Brighton quitta finalement le Goldstone en 1997, après une dernière saison marquée par une protestation massive. Lors du dernier match à domicile de la saison 1995-96, des milliers de supporters envahirent la pelouse dans la fureur, brisant les deux traverses. Le club passa ensuite deux saisons à jouer à 110 kilomètres de là, à Gillingham, avant de rentrer à Brighton en 1999 pour partager le Withdean Stadium — une modeste piste d'athlétisme d'une capacité de seulement 6 000 places.
En 1997, le club fut à 27 minutes près d'être relégué hors du Football League. L'ancien directeur exécutif de la Football Association David Davies, l'ancien président Dick Knight et l'alors vice-Premier ministre John Prescott — qui annula un refus de permis de construire pour le nouveau stade de Falmer — comptèrent parmi ceux dont l'action se révéla décisive pour maintenir Brighton en vie.
Le supporter qui refusa de baisser les bras
Le militant et supporter Paul Samrah identifie août 2007 — le moment où le permis de construire du nouveau stade fut finalement obtenu — comme son souvenir le plus précieux en tant que fan de Brighton. « Après des années de campagne, les jours et les nuits passés à me battre pour un changement de direction puis pour le stade, le moment où j'ai appris qu'on avait obtenu le permis — on avait gagné notre combat », dit-il.
Samrah avait traversé l'ère la plus sombre. « Après la finale de FA Cup 1983, les joueurs furent vendus, il n'y eut aucun investissement, le Goldstone se dégradait et les affluences chutaient », se souvint-il. « Il n'y avait ni continuité, ni leadership, ni direction. On était à la dérive. »
La finale de FA Cup 1983 avait elle-même offert l'un des moments les plus douloureux du football anglais, lorsque Gordon Smith se retrouva seul face au but en fin de prolongation — avant que le gardien de Manchester United Gary Bailey ne dévie son tir. United remporta le match de barrage.

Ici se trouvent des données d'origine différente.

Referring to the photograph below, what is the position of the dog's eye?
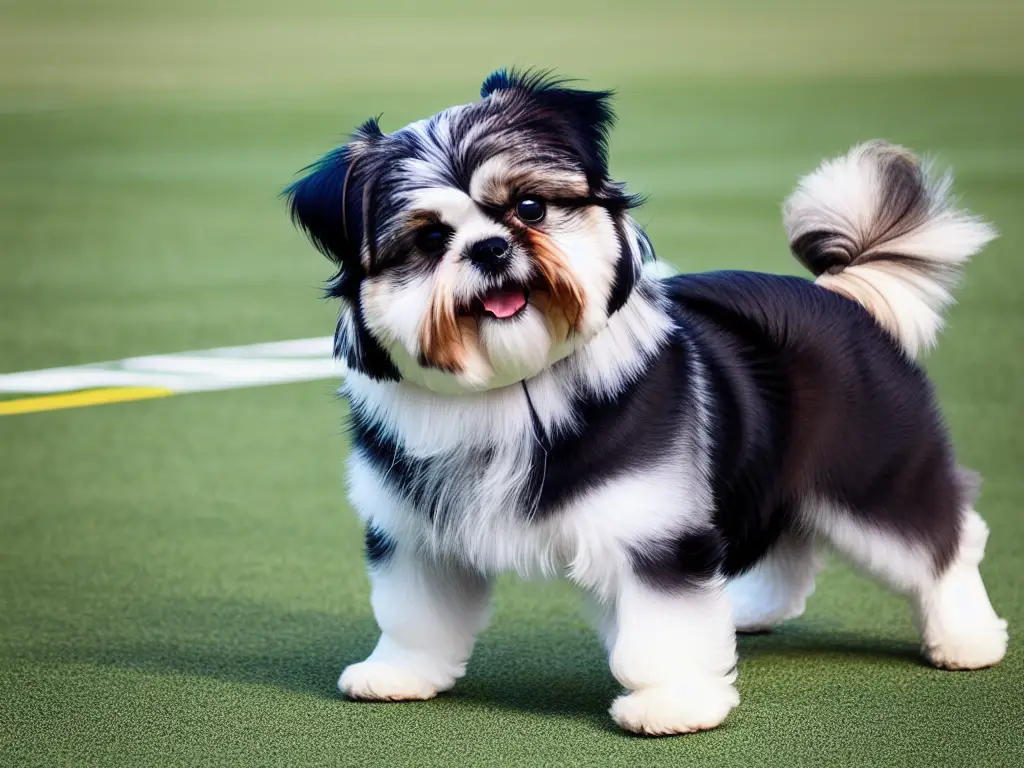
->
[515,198,547,224]
[416,224,452,256]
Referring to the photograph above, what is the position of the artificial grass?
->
[0,0,1024,766]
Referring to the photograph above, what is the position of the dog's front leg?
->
[601,572,739,735]
[338,537,490,701]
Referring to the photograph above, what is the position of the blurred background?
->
[0,0,1024,765]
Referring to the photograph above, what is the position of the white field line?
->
[0,336,344,394]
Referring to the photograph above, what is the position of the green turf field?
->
[0,0,1024,766]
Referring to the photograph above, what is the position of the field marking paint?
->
[0,336,344,416]
[0,387,174,416]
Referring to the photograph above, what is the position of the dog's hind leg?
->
[812,504,1007,670]
[727,532,821,633]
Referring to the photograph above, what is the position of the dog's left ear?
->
[480,69,615,186]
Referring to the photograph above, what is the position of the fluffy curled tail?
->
[782,141,995,357]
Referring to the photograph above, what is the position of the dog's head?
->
[288,71,649,393]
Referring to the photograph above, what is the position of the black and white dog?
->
[288,71,1007,734]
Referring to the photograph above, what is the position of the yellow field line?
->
[0,387,174,416]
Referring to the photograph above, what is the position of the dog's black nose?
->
[469,238,509,272]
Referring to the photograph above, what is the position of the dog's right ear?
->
[285,120,382,299]
[285,120,400,381]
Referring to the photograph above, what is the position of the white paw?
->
[924,618,1009,670]
[609,683,739,736]
[338,662,437,701]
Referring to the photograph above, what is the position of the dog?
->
[286,70,1008,735]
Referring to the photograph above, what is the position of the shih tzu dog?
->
[288,71,1007,734]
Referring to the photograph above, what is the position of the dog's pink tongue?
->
[483,288,526,319]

Tony Bloom et l'ère moderne
Le Brighton d'aujourd'hui est méconnaissable par rapport à ces années de détresse. Cette transformation est en grande partie l'œuvre du président Tony Bloom, entrepreneur né à Brighton qui a bâti sa fortune dans la finance et les paris sportifs à données. Bloom, 56 ans, devint président en 2009 et supervisa le déménagement vers l'American Express Stadium ainsi que la montée du club de la League One vers une présence constante en Premier League.
La saison dernière, Brighton accueillit en moyenne plus de 31 000 spectateurs par match. Ils ont battu Manchester United à Old Trafford lors de cinq de leurs six dernières visites, et débutent désormais leur 10e campagne consécutive en Premier League. Cette saison, ils ont également entamé une deuxième aventure européenne, ouvrant leur campagne de UEFA Conference League dans la ville norvégienne de Tromso.

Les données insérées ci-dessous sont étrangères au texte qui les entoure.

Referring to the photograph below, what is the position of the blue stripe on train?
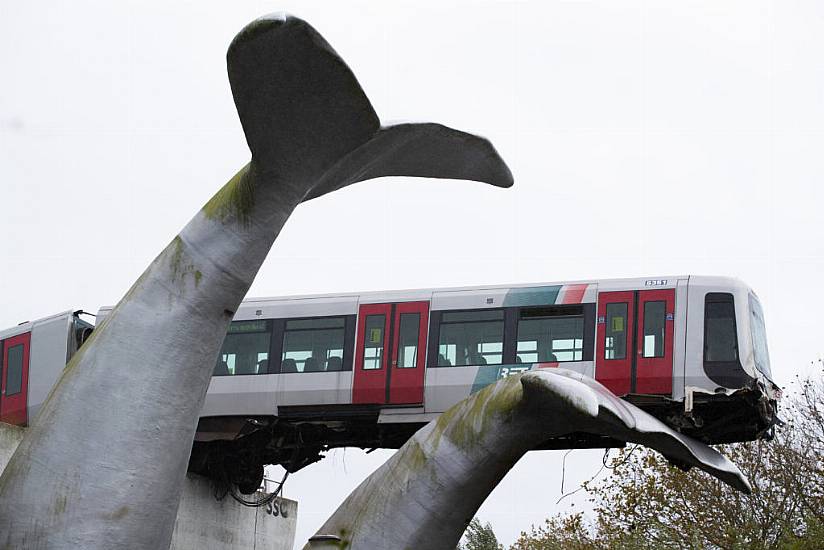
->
[504,285,561,307]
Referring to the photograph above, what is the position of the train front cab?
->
[0,311,92,426]
[595,277,778,443]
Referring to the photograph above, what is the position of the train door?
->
[352,302,429,405]
[595,289,675,395]
[0,332,31,426]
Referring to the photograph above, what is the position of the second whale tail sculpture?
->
[0,16,512,549]
[305,369,750,550]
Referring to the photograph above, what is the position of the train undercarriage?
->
[189,387,780,494]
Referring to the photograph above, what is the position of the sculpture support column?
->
[0,15,512,550]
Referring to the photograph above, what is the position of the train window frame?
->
[361,313,392,372]
[601,302,632,361]
[701,292,750,388]
[513,304,588,365]
[748,292,772,380]
[426,307,508,369]
[393,311,421,370]
[212,319,274,378]
[280,314,350,374]
[3,343,26,398]
[640,300,667,359]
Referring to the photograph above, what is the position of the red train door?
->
[352,302,429,405]
[595,289,675,395]
[595,291,635,395]
[633,288,675,394]
[0,332,31,426]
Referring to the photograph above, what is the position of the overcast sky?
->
[0,0,824,546]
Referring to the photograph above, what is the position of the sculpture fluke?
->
[306,369,750,550]
[227,15,512,200]
[0,16,512,549]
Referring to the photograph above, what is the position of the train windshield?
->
[750,294,772,379]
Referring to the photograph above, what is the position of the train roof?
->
[85,275,749,321]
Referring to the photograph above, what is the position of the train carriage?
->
[0,276,779,487]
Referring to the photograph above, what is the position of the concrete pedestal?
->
[0,423,298,550]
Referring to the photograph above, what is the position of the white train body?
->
[0,276,779,480]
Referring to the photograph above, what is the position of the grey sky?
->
[0,0,824,543]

Le directeur sportif Mike Cave résuma l'ampleur de la transformation. « Quelqu'un qui entre à Brighton aujourd'hui comparé à il y a seulement 15 ans ne penserait pas qu'il s'agit du même club de football », confia-t-il à BBC Sport. « Le club a vécu un voyage incroyable. »

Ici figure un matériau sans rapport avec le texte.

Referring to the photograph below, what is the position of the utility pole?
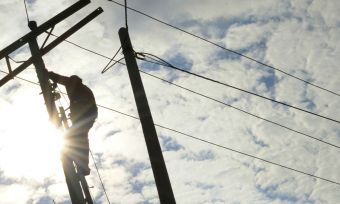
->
[28,21,61,126]
[118,28,176,204]
[0,0,103,204]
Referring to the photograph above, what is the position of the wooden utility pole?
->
[118,28,176,204]
[28,21,61,126]
[0,0,103,204]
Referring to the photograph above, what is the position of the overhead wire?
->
[24,0,30,23]
[22,31,339,148]
[90,149,111,204]
[139,70,340,149]
[101,0,128,74]
[101,46,124,74]
[108,0,340,96]
[135,52,340,124]
[5,70,340,186]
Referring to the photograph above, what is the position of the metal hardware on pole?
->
[0,7,103,87]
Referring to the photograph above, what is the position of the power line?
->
[108,0,340,96]
[16,31,340,148]
[139,70,340,149]
[0,70,39,85]
[90,150,111,204]
[4,73,340,186]
[24,0,30,23]
[102,46,122,74]
[135,53,340,124]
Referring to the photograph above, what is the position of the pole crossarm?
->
[0,0,91,60]
[0,7,103,87]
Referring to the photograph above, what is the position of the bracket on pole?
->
[0,0,91,60]
[0,7,103,87]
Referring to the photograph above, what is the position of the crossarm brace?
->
[0,7,103,87]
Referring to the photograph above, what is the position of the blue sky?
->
[0,0,340,204]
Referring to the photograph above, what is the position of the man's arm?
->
[48,72,70,86]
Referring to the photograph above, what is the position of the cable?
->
[7,27,339,148]
[136,53,340,124]
[4,27,339,148]
[8,55,26,64]
[139,70,340,149]
[24,0,30,23]
[4,69,340,185]
[102,46,122,74]
[108,0,340,96]
[90,150,111,204]
[0,70,39,85]
[45,33,125,61]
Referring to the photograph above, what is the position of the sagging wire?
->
[101,46,124,74]
[24,0,30,23]
[136,52,340,124]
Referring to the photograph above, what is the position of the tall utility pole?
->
[118,28,176,204]
[0,0,103,204]
[28,21,61,126]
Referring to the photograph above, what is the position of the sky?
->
[0,0,340,204]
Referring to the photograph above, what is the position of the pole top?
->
[28,21,38,30]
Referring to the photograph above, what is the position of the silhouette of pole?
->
[118,28,176,204]
[28,21,60,126]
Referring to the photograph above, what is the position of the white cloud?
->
[0,0,340,203]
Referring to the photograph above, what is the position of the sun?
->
[0,91,64,181]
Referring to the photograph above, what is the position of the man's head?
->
[70,75,83,87]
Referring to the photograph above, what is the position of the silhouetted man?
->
[48,72,98,175]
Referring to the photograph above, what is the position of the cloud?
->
[0,0,340,203]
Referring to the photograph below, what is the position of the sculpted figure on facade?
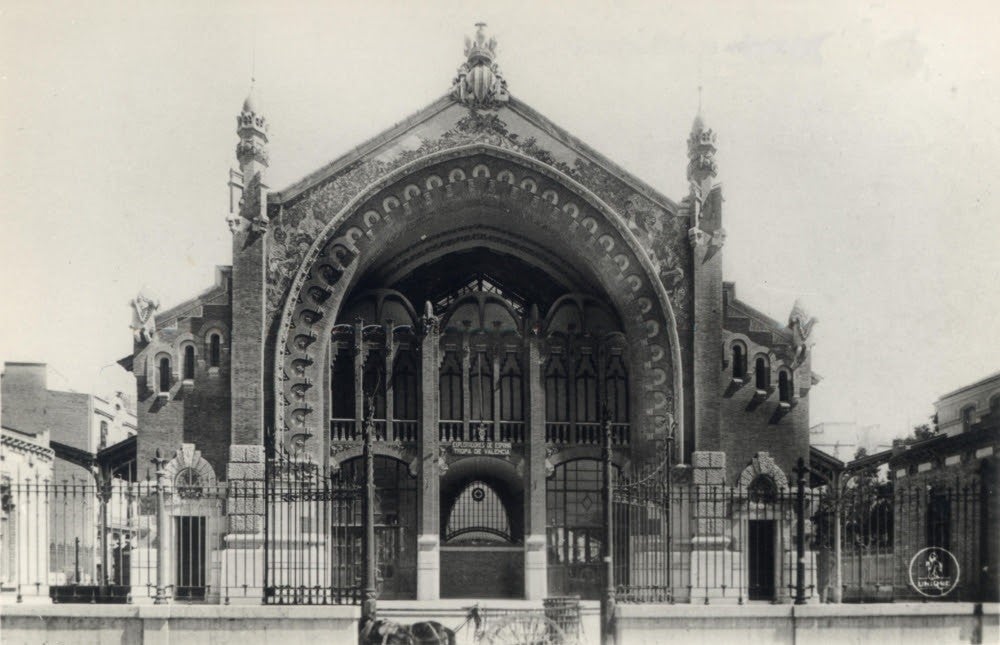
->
[129,291,160,343]
[451,22,510,108]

L'hommage de Bloom aux supporters
Dans le programme du match à domicile contre Arsenal — qui coïncide avec le 125e anniversaire du club — Bloom rendit hommage aux supporters qui refusèrent de laisser mourir le club. « Ce qui a permis à ce club de football de traverser cette période, c'est la détermination de ses supporters. Les quêtes dans des seaux. Les protestations. Le refus d'accepter que l'Albion disparaisse », écrit-il. « Cet anniversaire appartient autant à ces supporters qu'à quiconque. Tout simplement, sans eux, nous ne serions pas là aujourd'hui. »
Brighton & Hove Albion fut fondé en 1901. Cent vingt-cinq ans plus tard, le club n'a jamais été aussi fort.